• SEC Charges Another Public Company with Violating Regulation FD -- The Perils of Privately Reaffirming Publicly Disclosed Earnings Guidance
  • May 17, 2005 | Author: Ross H. Parr
  • Law Firm: Womble Carlyle Sandridge & Rice - Charlotte Office
  • On March 24, 2005, the SEC charged Flowserve Corporation, its CEO and director of investor relations with violating Regulation FD and Section 13(a) of the Securities Exchange Act of 1934, as amended. Although the SEC has initiated over a half dozen Regulation FD proceedings since the Regulation became effective in October 2000, this is the first case to allege that a senior officer's reaffirmation of a company's previously disclosed earnings forecasts violated Regulation FD. It is also the first case that the SEC filed against a company's director of investor relations. Flowserve and the two executives settled with the SEC without admitting or denying the charges.
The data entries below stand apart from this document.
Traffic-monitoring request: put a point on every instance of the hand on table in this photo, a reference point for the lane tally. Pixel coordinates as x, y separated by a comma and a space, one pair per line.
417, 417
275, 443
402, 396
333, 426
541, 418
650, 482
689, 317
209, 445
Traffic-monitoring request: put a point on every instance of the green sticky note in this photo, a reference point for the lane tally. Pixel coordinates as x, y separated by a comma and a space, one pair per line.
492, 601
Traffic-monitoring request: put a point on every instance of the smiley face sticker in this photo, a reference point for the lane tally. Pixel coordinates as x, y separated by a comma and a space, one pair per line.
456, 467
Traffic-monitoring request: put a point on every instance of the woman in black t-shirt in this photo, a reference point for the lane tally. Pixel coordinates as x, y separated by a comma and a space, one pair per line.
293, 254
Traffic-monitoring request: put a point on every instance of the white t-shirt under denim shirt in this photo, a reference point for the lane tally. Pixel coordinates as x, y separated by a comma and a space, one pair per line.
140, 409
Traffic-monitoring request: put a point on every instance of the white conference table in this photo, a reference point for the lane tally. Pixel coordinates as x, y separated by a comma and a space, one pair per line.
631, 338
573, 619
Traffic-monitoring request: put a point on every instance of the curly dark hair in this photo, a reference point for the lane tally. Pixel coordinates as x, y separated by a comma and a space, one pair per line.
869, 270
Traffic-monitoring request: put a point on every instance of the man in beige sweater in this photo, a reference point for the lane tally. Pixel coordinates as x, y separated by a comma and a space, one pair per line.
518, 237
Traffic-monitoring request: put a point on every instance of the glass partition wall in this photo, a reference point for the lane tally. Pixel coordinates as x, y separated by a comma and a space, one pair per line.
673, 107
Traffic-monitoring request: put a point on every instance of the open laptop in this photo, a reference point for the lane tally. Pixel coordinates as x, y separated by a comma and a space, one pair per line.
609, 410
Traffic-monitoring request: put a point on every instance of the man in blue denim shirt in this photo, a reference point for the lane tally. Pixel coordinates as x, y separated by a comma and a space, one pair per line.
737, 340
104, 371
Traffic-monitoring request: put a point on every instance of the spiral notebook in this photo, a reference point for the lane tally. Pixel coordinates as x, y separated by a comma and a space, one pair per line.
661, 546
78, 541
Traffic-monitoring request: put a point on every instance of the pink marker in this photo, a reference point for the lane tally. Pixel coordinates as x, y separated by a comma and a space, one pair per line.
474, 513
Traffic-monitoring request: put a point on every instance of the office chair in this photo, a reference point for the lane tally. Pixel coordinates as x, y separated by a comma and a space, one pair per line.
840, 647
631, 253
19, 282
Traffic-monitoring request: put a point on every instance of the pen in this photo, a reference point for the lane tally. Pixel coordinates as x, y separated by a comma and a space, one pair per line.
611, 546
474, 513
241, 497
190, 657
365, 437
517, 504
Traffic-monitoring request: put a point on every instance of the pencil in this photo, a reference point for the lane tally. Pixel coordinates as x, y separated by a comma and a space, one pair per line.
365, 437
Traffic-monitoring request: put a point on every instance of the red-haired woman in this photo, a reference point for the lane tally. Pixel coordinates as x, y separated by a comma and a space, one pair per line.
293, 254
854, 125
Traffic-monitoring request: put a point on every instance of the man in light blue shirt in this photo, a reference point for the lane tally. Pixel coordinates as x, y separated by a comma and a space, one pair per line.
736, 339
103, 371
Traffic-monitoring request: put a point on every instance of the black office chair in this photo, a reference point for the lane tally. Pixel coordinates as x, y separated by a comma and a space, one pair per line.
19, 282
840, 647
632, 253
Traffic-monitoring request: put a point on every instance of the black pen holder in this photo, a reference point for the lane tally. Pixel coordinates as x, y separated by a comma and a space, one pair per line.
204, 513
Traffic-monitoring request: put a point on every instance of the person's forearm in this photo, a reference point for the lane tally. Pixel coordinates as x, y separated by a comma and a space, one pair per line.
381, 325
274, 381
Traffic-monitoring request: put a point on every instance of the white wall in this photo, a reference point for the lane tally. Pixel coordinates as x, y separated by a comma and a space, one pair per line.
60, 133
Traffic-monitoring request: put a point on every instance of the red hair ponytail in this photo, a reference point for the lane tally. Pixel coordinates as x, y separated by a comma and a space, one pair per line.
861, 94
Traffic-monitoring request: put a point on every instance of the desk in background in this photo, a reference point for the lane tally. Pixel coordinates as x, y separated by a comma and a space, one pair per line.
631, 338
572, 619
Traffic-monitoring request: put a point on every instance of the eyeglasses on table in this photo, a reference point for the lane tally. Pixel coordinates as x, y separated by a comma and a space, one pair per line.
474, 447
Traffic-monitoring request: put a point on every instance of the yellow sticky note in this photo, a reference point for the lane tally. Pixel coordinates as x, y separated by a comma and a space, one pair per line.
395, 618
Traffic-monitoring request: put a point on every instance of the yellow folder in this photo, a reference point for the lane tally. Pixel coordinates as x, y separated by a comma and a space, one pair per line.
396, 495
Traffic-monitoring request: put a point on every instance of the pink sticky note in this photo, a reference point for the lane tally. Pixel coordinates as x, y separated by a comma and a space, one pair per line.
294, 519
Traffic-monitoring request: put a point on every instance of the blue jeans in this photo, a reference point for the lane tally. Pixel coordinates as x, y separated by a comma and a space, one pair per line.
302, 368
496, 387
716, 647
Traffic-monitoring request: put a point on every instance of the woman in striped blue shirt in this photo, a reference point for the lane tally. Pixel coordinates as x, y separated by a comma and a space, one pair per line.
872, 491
    In early 2002, Flowserve publicly disclosed its estimate of 2002 earnings per share in the range of $1.90 to $2.30. In successive public announcements, it lowered the estimate in July to $1.70 to $1.90 per share and lowered it again in September to $1.45 to $1.55 per share. Flowserve publicly reaffirmed its September earnings guidance on October 22, 2002. On November 19, 2002, Flowserve's CEO and director of investor relations held a private meeting with selected investment and brokerage firms, during which the officers once again reaffirmed Flowserve's earnings guidance. The next day an analyst who had attended the private meeting published a report, which was distributed to subscribers of Thomson's First Call, noting Flowserve's reaffirmation of its previously disclosed earnings guidance.

    On November 21, Flowserve's trading volume increased by 75% and the price of its common stock closed approximately 6% higher than it had on November 20. Flowserve did not file a Form 8-K disclosing the private reaffirmation of its earnings guidance until after the market closed on November 21, 2002.

    According to the SEC, Flowserve's private reaffirmation of its earnings guidance (almost one month after Flowserve's most recent public reaffirmation of earnings guidance) constituted selective disclosure of material nonpublic information. As a result, the two-day delay in the public announcement of Flowserve's November 19 private reaffirmation of earnings guidance violated Regulation FD's contemporaneous public disclosure requirement.

    The Flowserve enforcement action demonstrates once again the perils of private meetings with market professionals. In particular, it underscores the importance of pre-meeting planning, i.e., thoroughly vetting questions that might arise during the meeting and considering whether the company's responses to such questions might trigger Regulation FD.